Church of the Highlands opens 800-seat building in Opelika

The Church of the Highlands, a Birmingham-based congregation with dozens of branch locations in Alabama and Georgia, will open its new 800-seat Opelika worship center on Sunday, April 13.

“The Opelika area is growing, and we’re honored to grow along with it,” said the Rev. Mark Pettus, who took over as lead pastor of The Church of the Highlands on Feb. 2. “We can’t wait to serve more, gather more, worship more and do all that our new campus home allows us to do.”
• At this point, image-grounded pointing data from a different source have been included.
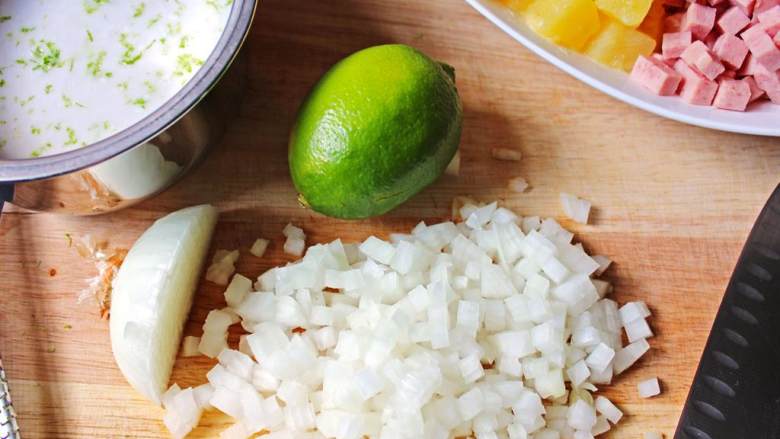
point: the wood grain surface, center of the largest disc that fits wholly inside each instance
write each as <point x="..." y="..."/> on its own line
<point x="673" y="205"/>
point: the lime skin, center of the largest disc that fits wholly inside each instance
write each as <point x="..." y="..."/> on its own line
<point x="378" y="127"/>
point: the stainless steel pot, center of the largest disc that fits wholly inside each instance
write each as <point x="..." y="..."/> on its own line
<point x="149" y="156"/>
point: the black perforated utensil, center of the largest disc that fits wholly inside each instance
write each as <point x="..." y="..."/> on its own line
<point x="736" y="390"/>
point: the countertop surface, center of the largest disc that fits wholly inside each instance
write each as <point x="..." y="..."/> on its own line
<point x="673" y="205"/>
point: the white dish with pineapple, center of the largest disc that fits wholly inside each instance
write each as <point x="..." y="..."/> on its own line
<point x="763" y="117"/>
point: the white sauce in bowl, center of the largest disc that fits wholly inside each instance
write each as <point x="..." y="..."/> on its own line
<point x="73" y="72"/>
The Church of the Highlands was founded in 2001 in the fine arts auditorium at Mountain Brook High School and opened its flagship campus in Irondale in 2007.

It has since opened more than 20 branch campuses in Alabama as far north as Florence and Huntsville, as far south as Mobile and Daphne, and in Auburn, Montgomery and Tuscaloosa, along with branch campuses across the state line in Columbus and Newnan, Georgia.

“We are one church that meets in locations across Alabama and Georgia,” said Founding Pastor Chris Hodges, who stepped down as lead pastor this year to focus on his role as chancellor of Highlands College.

The Opelika branch campus of the Church of the Highlands has been meeting for nearly 10 years at a city-owned gymnasium, the Opelika Sportsplex, said Opelika Campus Pastor Kevin Haefner.

It began meeting on Feb. 1, 2015. “We had 413 people show up that first Sunday, 10 years ago,” Haefner said. “This past Sunday we had 1,228 people. That’s just God’s favor and grace.”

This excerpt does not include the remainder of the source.